Dive Brief:
- Facebook will invest $50 million to help develop the so-called metaverse more responsibly, per a company blog post on Sept. 27. The social giant's announcement also looks to define the vague term "metaverse" as a cross-device digital world where people can explore and communicate with others they're not physically with.
- As Facebook turns its focus to researching and building the metaverse, which it calls the "next computing platform," the social giant plans to work with a number of partners, including policymakers; researchers at the University of Hong Kong and Howard University; industry stakeholders; and organizations like Women in Immersive Tech, Africa No Filter, Electric South and the Organization of American States.
- The new XR Programs and Research Fund will invest the money globally over two years to ensure metaverse tech is built with inclusivity, privacy, safety and economic opportunity in mind, per the announcement.
Dive Insight:
Before this week, Facebook's most recent metaverse endeavor was a platform called Horizon Workrooms, a beta app that lets Oculus users host virtual reality (VR) meetings with colleagues. Now, it appears the social networking behemoth is taking a slightly different tack toward building the metaverse with a focus on research and scale, while painting itself as a responsible technology partner.
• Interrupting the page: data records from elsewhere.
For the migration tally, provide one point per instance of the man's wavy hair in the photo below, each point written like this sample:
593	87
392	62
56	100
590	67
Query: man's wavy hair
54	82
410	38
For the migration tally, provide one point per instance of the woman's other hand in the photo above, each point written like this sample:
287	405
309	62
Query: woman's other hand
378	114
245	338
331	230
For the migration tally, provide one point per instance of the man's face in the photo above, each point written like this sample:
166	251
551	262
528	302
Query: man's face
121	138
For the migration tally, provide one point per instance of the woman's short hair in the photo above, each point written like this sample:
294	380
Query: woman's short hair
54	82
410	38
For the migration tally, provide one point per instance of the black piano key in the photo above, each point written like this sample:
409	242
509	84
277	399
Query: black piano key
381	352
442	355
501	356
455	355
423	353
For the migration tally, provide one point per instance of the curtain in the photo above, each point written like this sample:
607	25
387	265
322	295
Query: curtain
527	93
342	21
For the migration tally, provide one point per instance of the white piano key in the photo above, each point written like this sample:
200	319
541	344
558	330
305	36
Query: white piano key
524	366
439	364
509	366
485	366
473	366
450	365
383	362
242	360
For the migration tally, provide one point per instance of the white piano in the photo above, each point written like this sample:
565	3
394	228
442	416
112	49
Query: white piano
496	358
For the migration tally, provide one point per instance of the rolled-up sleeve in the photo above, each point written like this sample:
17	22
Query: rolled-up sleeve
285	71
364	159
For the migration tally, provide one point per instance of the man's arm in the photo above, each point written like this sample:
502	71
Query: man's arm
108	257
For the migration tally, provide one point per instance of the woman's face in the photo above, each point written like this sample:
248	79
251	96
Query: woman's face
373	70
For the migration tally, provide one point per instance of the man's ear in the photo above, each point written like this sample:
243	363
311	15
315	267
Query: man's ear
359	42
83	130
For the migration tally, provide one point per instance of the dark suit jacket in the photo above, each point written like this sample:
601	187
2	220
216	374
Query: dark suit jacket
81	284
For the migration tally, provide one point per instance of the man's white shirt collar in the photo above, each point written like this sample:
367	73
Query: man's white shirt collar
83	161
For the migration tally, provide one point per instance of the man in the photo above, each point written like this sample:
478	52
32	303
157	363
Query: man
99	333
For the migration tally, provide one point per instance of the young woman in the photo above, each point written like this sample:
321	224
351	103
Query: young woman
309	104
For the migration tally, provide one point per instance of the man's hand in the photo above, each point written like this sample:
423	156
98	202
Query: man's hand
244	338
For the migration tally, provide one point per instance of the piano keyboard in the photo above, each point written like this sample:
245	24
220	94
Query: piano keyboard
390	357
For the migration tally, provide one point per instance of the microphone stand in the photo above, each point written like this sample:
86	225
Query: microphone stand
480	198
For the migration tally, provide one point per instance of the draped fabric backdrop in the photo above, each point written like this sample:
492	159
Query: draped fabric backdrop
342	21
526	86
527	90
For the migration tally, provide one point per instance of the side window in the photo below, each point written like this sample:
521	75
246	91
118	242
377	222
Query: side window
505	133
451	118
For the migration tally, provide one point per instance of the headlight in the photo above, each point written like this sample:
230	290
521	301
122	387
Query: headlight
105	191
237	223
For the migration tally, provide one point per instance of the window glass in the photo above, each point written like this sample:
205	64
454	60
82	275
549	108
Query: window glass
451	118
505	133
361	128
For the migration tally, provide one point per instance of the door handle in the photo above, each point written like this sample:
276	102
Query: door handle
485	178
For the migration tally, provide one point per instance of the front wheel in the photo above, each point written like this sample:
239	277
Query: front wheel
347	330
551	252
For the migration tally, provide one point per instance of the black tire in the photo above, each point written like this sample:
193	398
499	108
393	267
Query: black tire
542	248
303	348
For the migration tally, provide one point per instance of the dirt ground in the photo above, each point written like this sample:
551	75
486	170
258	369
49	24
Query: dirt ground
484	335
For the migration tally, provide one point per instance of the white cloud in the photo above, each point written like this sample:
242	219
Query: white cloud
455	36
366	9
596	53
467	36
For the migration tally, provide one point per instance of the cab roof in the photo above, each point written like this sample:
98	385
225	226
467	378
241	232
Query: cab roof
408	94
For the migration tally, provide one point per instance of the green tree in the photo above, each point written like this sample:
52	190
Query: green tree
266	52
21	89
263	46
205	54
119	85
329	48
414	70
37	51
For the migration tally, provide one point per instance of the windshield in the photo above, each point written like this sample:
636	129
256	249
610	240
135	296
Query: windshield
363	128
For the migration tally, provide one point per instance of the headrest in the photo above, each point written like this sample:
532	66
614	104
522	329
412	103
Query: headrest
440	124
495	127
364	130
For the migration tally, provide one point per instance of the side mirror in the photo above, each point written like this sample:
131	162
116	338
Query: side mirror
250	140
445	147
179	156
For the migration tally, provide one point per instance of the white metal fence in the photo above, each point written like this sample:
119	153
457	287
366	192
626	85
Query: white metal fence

The news follows a slew of negative events surrounding Facebook's suite of social platforms. The company on Sept. 27 announced it was pausing a kid-focused Instagram after a report by The Wall Street Journal claimed Facebook knew Instagram was bad for teenage girls. The social media giant also has said it's working to be more transparent about what posts its algorithms bury from users' News Feeds. Despite these and other efforts, Facebook continues to get caught up in controversy: It apologized to researchers earlier in September after providing inaccurate data, and its oversight board recently requested more information about how the platform moderates its celebrity users differently.
While Facebook is pitching the new fund announced this week as metaverse-focused, it appears to center on the mixed reality realm more broadly. The company already invests significant research in the AR/VR space, including funding research into the social impact of AR wearables and soliciting "trustworthy" VR hardware proposals, suggesting the company has the experience and global infrastructure to help prop up the "next computing platform." However, $50 million is a modest amount for a company as large as Facebook and doesn't seem to match the importance it already places on AR/VR or the metaverse's potential future impact.
Brands like Diageo's Crown Royal, Coca-Cola and Hyundai have started to dabble in the nascent metaverse space to connect with consumers in a splashy digital manner. Toying with virtual spaces or auctioning off digital merchandise — like nonfungible tokens (NFTs) — are the most popular manners in which brands have explored the metaverse so far.
Still, mainstream familiarity with the buzzy term remains low. Just 38% of surveyed global consumers are familiar with the metaverse, per Wunderman Thompson Intelligence research. The report also found that two-thirds of respondents prefer to engage brands digitally, suggesting a strong appetite for activations that blur the line between digital and physical spaces.